Open AccessThe adaptor protein FHL2 enhances the cellular innate immune response to influenza A virus infection
Author(s) -
Nordhoff Carolin,
Hillesheim Andrea,
Walter Beate M.,
Haasbach Emanuel,
Planz Oliver,
Ehrhardt Christina,
Ludwig Stephan,
Wixler Viktor
Publication year - 2012
Publication title -
cellular microbiology
Language(s) - English
Resource type - Journals
SCImago Journal Rank - 1.542
H-Index - 138
eISSN - 1462-5822
pISSN - 1462-5814
DOI - 10.1111/j.1462-5822.2012.01787.x
Subject(s) - biology , innate immune system , interferon , signal transducing adaptor protein , microbiology and biotechnology , transcription factor , influenza a virus , virus , virology , immune system , interferon type i , signal transduction , gene , immunology , genetics
Summary The innate immune response of influenza A virus‐infected cells is predominantly mediated by type I interferon‐induced proteins. Expression of the interferon β (IFNβ) itself is initiated by accumulating viral RNA and is transmitted by different signalling cascades that feed into activation of the three transcriptional elements located in the IFNβ promoter, AP‐1, IRF‐3 and NF‐κB. FHL2 (four‐and‐a‐half LIM domain protein 2) is an adaptor molecule that shuttles between membrane and nucleus regulating signalling cascades and gene transcription.
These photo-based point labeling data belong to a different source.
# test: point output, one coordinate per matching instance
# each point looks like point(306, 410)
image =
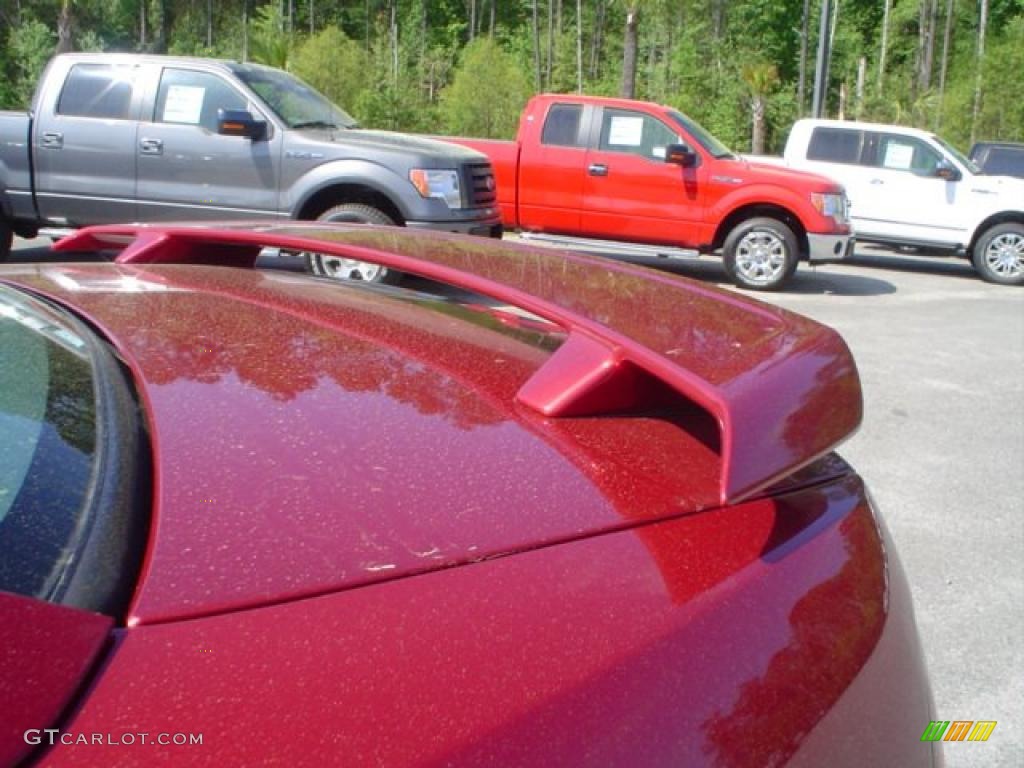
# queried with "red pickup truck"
point(625, 177)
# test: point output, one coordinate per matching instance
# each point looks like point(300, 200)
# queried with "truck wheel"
point(339, 268)
point(6, 238)
point(761, 254)
point(998, 254)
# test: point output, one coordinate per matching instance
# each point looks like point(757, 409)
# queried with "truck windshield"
point(963, 160)
point(702, 136)
point(292, 100)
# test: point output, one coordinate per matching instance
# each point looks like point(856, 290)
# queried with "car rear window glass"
point(897, 153)
point(836, 145)
point(636, 133)
point(195, 98)
point(562, 126)
point(48, 420)
point(1005, 161)
point(97, 91)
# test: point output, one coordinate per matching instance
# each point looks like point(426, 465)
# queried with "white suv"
point(909, 187)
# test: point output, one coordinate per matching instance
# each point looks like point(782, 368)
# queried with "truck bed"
point(504, 157)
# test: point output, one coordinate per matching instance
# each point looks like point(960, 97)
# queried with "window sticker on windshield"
point(626, 131)
point(183, 104)
point(899, 157)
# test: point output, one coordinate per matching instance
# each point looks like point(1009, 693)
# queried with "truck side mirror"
point(240, 123)
point(945, 170)
point(680, 155)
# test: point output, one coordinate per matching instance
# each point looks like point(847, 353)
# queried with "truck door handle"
point(151, 146)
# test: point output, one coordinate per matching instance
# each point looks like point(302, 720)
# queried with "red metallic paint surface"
point(759, 371)
point(366, 552)
point(45, 652)
point(722, 638)
point(314, 457)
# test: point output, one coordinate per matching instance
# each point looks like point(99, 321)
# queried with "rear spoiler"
point(783, 389)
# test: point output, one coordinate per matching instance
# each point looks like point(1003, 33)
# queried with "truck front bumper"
point(486, 227)
point(829, 247)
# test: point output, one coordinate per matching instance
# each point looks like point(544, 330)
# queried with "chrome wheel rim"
point(761, 257)
point(1005, 255)
point(339, 268)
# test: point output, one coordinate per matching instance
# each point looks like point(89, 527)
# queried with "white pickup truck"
point(909, 188)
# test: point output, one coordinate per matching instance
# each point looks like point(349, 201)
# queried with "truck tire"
point(998, 254)
point(761, 254)
point(6, 238)
point(339, 268)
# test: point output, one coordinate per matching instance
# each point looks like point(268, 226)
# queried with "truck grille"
point(480, 183)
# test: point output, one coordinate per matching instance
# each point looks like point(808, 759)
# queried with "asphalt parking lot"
point(941, 356)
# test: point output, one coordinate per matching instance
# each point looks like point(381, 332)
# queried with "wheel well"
point(334, 196)
point(754, 211)
point(999, 218)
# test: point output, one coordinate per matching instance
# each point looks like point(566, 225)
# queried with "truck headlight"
point(832, 205)
point(441, 184)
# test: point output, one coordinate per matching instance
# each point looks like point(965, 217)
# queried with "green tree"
point(487, 93)
point(30, 46)
point(267, 41)
point(334, 65)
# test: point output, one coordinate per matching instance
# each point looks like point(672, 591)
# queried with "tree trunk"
point(551, 44)
point(393, 35)
point(979, 69)
point(579, 46)
point(65, 42)
point(926, 39)
point(595, 40)
point(885, 44)
point(163, 27)
point(758, 125)
point(141, 24)
point(630, 53)
point(537, 49)
point(861, 75)
point(718, 18)
point(802, 81)
point(946, 40)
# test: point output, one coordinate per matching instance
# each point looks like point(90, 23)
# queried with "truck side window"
point(636, 133)
point(190, 97)
point(906, 154)
point(836, 145)
point(97, 91)
point(562, 126)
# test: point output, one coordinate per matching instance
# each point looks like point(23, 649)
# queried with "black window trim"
point(598, 126)
point(133, 102)
point(582, 127)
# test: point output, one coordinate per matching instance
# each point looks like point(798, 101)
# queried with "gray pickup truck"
point(124, 137)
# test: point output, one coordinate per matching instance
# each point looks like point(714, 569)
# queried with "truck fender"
point(1003, 217)
point(762, 200)
point(372, 176)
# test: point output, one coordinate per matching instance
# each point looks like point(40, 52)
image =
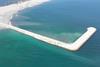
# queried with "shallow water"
point(64, 20)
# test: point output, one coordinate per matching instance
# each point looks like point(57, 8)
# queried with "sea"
point(64, 20)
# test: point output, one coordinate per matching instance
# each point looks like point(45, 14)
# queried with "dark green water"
point(64, 20)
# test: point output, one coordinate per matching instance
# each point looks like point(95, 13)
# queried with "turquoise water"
point(64, 20)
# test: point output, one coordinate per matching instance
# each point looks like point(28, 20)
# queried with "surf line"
point(73, 46)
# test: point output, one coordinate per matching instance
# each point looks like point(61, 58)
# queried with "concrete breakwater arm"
point(73, 47)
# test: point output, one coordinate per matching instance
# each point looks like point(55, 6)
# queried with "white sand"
point(12, 9)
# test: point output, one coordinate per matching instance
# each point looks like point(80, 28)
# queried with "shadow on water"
point(63, 52)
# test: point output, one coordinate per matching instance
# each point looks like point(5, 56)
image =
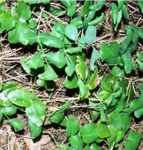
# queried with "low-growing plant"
point(99, 73)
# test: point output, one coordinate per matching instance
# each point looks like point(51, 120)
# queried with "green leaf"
point(73, 50)
point(35, 63)
point(127, 61)
point(140, 4)
point(120, 121)
point(59, 28)
point(88, 133)
point(135, 104)
point(83, 89)
point(35, 130)
point(50, 40)
point(21, 97)
point(7, 21)
point(57, 58)
point(94, 57)
point(110, 52)
point(70, 6)
point(72, 125)
point(117, 72)
point(92, 80)
point(57, 117)
point(36, 113)
point(23, 11)
point(81, 69)
point(22, 34)
point(49, 74)
point(9, 110)
point(95, 147)
point(102, 130)
point(138, 113)
point(70, 83)
point(71, 63)
point(17, 124)
point(71, 32)
point(90, 35)
point(76, 142)
point(133, 140)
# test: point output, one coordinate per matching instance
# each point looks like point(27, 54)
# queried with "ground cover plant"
point(73, 67)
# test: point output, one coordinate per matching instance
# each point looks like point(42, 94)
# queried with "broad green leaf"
point(36, 62)
point(76, 142)
point(81, 69)
point(140, 4)
point(22, 34)
point(77, 21)
point(109, 51)
point(32, 23)
point(72, 125)
point(36, 113)
point(94, 57)
point(57, 117)
point(59, 27)
point(49, 74)
point(7, 21)
point(135, 104)
point(70, 6)
point(9, 110)
point(95, 147)
point(127, 61)
point(70, 83)
point(71, 63)
point(92, 80)
point(23, 11)
point(17, 124)
point(138, 113)
point(50, 40)
point(73, 50)
point(116, 135)
point(71, 32)
point(102, 130)
point(88, 133)
point(57, 59)
point(120, 121)
point(108, 82)
point(90, 35)
point(83, 89)
point(133, 140)
point(35, 130)
point(21, 97)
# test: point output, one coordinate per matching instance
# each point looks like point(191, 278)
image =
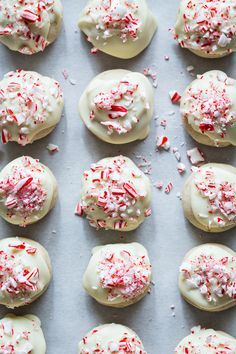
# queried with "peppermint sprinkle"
point(126, 276)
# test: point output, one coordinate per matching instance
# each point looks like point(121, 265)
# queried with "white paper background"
point(66, 311)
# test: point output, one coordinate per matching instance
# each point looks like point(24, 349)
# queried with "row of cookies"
point(117, 107)
point(121, 28)
point(116, 194)
point(117, 275)
point(22, 334)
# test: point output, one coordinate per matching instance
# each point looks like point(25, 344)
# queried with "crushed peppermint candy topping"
point(195, 156)
point(152, 73)
point(221, 196)
point(206, 341)
point(115, 18)
point(210, 109)
point(181, 168)
point(115, 198)
point(17, 342)
point(215, 278)
point(20, 191)
point(26, 102)
point(52, 148)
point(126, 276)
point(174, 96)
point(25, 20)
point(17, 280)
point(115, 110)
point(163, 143)
point(169, 188)
point(127, 344)
point(209, 26)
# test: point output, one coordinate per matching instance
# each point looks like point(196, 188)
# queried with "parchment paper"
point(65, 310)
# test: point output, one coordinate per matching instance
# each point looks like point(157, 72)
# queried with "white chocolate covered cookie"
point(207, 277)
point(118, 275)
point(29, 26)
point(207, 341)
point(209, 197)
point(30, 106)
point(207, 28)
point(121, 28)
point(208, 108)
point(28, 191)
point(110, 339)
point(21, 335)
point(117, 106)
point(115, 195)
point(25, 271)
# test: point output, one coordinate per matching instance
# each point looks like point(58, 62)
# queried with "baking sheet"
point(65, 310)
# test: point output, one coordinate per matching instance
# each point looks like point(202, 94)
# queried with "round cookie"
point(21, 335)
point(115, 194)
point(209, 197)
point(208, 108)
point(207, 28)
point(29, 26)
point(28, 191)
point(111, 338)
point(207, 277)
point(30, 106)
point(117, 106)
point(25, 271)
point(118, 275)
point(206, 341)
point(121, 28)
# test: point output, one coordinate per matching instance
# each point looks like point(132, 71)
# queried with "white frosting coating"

Here we describe FHL2 as a novel regulator of influenza A virus propagation. Using mouse FHL2 wild‐type, knockout and rescued cells and human epithelial cells with different expression levels of FHL2 we showed that FHL2 decreases influenza A virus propagation by regulating the intrinsic cellular antiviral immune response. On virus infection FHL2 translocates into the nucleus, potentiating the IRF‐3‐dependent transcription of the IFNβ gene.